Every once in a while, a "breakthrough" medical device promises to address unmet medical needs through its innovative technology. Such devices are reviewed by the FDA under their Breakthrough Devices Program, which allows for expedited development and release of the devices into the market. One such promising in vitro diagnostic device is for detection of mild traumatic brain injury (mTBI)—commonly known as concussion. The Banyan BTI (Brain Trauma indicator) is a biomarker-based, in vitro diagnostic blood test developed by Banyan Biomarkers, Inc. That's right! A blood test for brain trauma. Truly, we are living in the future.
Traumatic brain injury (TBI) is an injury to the brain following a violent blow to the head. Accidents, sport-related concussions, and falls can all cause TBI. In turn, TBI can be classified as either Mild and Severe. Mild TBI, or mTBI, causes loss of consciousness for less than 30 minutes, resulting in cognitive dysfunctions such as memory loss, attention deficits, and mood swings. It is often missed at the time of initial injury. Severe TBI, on the other hand, causes loss of consciousness for more than 30 minutes. This is due to penetrating skull injury which can result in severe cognitive impairment and even a comatose state for the patient. According to the Centers for Disease Control and Prevention (CDC), in 2013 TBI resulted in approximately 2.5 million emergency visits and 282,000 hospitalizations out of which 94.5 percent of TBIs are mTBIs or concussions.
Banyan BTI detects the presence of two brain-specific biomarkers—UCH-L1 (Ubiquitin Carboxy-terminal Hydrolase-L1) and GFAP (Glial Fibrillary Acidic Protein)—which are quickly released into the blood following a concussion. Measuring these protein levels within 12 hours of a head injury can help identify intracranial lesions following an incident.

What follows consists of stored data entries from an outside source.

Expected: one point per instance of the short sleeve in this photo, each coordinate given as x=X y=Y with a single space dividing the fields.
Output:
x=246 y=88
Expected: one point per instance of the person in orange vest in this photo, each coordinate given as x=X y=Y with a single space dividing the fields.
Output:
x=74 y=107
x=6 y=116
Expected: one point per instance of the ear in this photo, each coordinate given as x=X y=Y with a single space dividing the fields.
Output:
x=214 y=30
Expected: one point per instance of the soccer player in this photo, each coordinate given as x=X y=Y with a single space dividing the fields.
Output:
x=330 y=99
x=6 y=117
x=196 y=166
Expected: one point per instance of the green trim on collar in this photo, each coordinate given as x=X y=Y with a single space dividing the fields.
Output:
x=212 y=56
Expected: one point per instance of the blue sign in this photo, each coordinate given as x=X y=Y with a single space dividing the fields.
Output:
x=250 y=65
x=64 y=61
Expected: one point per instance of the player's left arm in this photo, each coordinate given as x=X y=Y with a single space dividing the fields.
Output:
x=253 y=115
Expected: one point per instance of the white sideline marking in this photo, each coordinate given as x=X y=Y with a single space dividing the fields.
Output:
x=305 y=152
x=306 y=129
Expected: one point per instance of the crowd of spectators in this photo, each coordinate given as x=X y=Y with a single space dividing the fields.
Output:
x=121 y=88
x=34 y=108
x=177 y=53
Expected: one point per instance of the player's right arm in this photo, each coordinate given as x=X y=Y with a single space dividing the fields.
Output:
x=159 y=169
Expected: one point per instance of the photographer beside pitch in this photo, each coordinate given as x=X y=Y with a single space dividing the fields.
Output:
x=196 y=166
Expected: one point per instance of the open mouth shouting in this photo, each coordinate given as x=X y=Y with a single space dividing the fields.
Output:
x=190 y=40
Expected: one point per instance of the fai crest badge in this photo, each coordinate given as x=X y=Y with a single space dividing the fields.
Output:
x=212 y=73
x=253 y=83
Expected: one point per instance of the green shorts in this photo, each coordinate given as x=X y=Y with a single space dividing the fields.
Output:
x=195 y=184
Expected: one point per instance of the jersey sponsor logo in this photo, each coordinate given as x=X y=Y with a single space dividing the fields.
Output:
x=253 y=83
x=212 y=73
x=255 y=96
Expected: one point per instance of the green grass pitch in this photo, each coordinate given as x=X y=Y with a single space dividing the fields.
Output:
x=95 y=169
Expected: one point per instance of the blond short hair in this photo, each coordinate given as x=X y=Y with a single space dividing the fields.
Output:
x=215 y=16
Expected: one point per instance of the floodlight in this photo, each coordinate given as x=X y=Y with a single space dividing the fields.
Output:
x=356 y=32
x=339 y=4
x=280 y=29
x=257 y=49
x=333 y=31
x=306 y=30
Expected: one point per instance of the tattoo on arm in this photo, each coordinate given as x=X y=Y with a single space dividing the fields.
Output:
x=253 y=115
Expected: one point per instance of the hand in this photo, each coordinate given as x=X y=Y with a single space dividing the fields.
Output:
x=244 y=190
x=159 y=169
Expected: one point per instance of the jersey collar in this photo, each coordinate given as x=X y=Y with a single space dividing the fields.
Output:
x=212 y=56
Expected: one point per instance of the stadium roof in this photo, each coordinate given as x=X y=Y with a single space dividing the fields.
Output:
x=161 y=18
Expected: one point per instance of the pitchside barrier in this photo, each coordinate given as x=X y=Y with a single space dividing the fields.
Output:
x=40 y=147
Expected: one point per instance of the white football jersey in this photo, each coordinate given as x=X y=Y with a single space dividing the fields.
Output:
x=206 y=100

The current mode for detecting brain tissue damage is to use a neurological scale, called the 15-point Glasgow Coma Scale, followed by a computed tomography or CT scan of the head. The current methodology is defective in the sense that over 90% of patients with mild TBI have a negative CT scan. Moreover, the CT scan has the disadvantage of considerable radiation exposure to patients. Availability of a blood test for mTBI/concussion will likely reduce the amount of CT scans done—saving essential dollars for our health care system.

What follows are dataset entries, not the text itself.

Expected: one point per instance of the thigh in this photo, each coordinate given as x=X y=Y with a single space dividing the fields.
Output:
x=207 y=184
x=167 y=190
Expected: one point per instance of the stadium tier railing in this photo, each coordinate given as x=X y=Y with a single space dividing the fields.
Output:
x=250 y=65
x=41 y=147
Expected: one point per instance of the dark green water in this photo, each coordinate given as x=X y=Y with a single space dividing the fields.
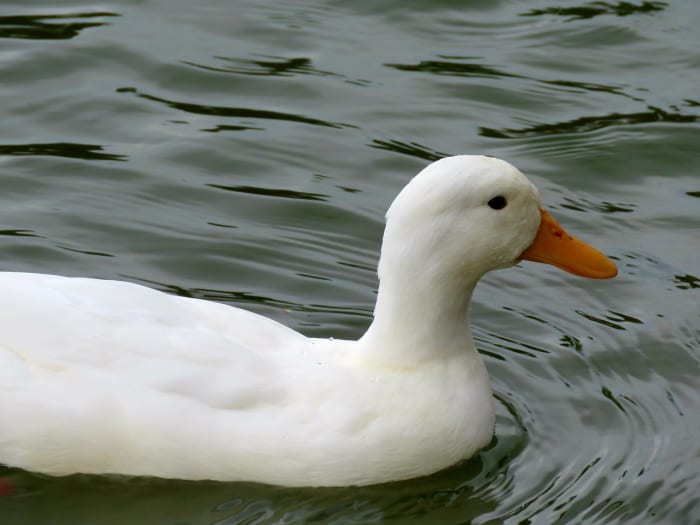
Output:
x=246 y=152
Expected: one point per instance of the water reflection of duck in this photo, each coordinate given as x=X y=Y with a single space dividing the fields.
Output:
x=111 y=377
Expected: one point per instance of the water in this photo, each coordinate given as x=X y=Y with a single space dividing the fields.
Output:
x=246 y=152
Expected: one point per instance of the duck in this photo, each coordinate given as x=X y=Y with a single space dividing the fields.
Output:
x=114 y=378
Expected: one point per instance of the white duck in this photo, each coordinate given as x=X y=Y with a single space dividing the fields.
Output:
x=109 y=377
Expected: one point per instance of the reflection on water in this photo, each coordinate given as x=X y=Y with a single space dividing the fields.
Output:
x=60 y=149
x=588 y=124
x=232 y=112
x=593 y=9
x=250 y=161
x=49 y=27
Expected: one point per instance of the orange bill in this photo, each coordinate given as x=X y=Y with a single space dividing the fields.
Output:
x=554 y=246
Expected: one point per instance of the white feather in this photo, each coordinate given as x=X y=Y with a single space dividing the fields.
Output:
x=111 y=377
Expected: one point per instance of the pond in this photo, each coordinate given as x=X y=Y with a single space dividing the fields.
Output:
x=245 y=152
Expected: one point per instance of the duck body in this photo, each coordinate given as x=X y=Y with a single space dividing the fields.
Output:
x=108 y=377
x=123 y=379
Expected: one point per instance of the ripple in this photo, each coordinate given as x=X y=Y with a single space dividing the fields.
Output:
x=60 y=149
x=588 y=124
x=45 y=27
x=273 y=67
x=232 y=112
x=593 y=9
x=412 y=149
x=272 y=192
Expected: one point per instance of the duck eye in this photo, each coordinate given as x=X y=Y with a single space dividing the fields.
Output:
x=498 y=203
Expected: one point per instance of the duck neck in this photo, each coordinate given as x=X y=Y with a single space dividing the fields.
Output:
x=419 y=319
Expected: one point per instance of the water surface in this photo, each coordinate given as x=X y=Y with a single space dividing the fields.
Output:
x=245 y=152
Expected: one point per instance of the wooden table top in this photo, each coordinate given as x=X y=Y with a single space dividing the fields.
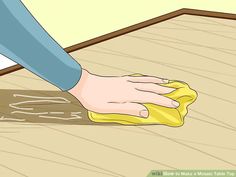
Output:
x=198 y=50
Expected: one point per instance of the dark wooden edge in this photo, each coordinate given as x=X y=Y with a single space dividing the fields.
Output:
x=135 y=27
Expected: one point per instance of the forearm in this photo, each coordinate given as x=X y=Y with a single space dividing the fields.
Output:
x=24 y=41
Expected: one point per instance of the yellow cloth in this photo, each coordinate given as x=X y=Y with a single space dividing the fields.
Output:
x=157 y=114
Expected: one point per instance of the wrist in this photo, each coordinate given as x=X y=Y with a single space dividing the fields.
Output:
x=75 y=91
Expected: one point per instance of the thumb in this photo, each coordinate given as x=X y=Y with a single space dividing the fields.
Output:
x=134 y=109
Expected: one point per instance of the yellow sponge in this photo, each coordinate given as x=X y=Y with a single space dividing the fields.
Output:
x=157 y=114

According to a multi-center, clinical study of 1,947 individual blood samples from adults with suspected mTBI or concussion, and compared with CT scan results, Banyan BTI was able to predict the presence of intracranial lesions with an accuracy of 97.5 percent. Banyan BTI was cleared by FDA via the de novo pathway, and it promises to be the first objective blood test that will help clinicians rule out the need for unnecessary CT scans in persons with mTBI.
These are exactly the types of breakthrough devices that FDA seeks to get to market: it's less invasive and risky for patients, and provides quick results at a lower cost. What's not to like?